Me demoing the finished assignment: https://www.youtube.com/watch?v=WoRMcVGTsW0
This was a solid first assignment, as it threw me in the deep end and I had to learn a lot to stay afloat. I learned a LOT and it took me longer than expected to finish. Some of the things I learned:
popen);Some questions from the assignment spec
Have you thought about the key data structures in this assignment?
I figured we would need some way to pass the filenames and directory name from the command line arguments to the actual lex program. To do this I built a custom data type named LexInfo which contained the relevant information needed by the lex function - namely the input_filename and the output_filename.
I elected not to create a custom data structure to store the output of the lexer because this will need to be handled in the 2nd assignment, where we will presumably read the .lexed output files into memory to get a list of tokens.
Have you thought through the key algorithms and identified implementation challenges?
Parsing the CLI arguments was something I decided to do myself (as opposed to using a library to do it) as I wanted to control the format of the output so I could send it to the lexer. This ended up working well.

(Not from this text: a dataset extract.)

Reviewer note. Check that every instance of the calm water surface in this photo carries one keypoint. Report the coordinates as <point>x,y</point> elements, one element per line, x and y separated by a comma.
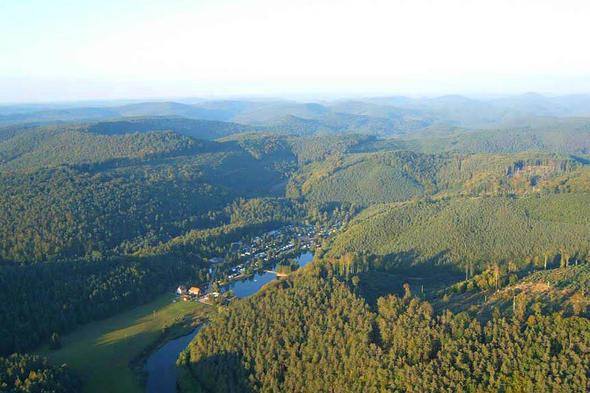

Additionally, inside the Flex input file I had some choices to make, I could have used custom rule states and alternated between them to get the expected output (for example: using a INSIDE_STRING_LITERAL state to dictate how the scanner operates when currently scanning a string literal), or using my own custom C functions inside the existing rules. I realised that I didn't actually need custom rule states and everything I wanted could be accomplished with two custom C functions: handle_unicode_escape_sequences and remove_quotations.
Do you have a testing strategy that covers the possible inputs and the different kinds of functionality you are implementing?
Yes, I used the Google Test suite to unit test each input file and check them against the official solutions. All tests are passing.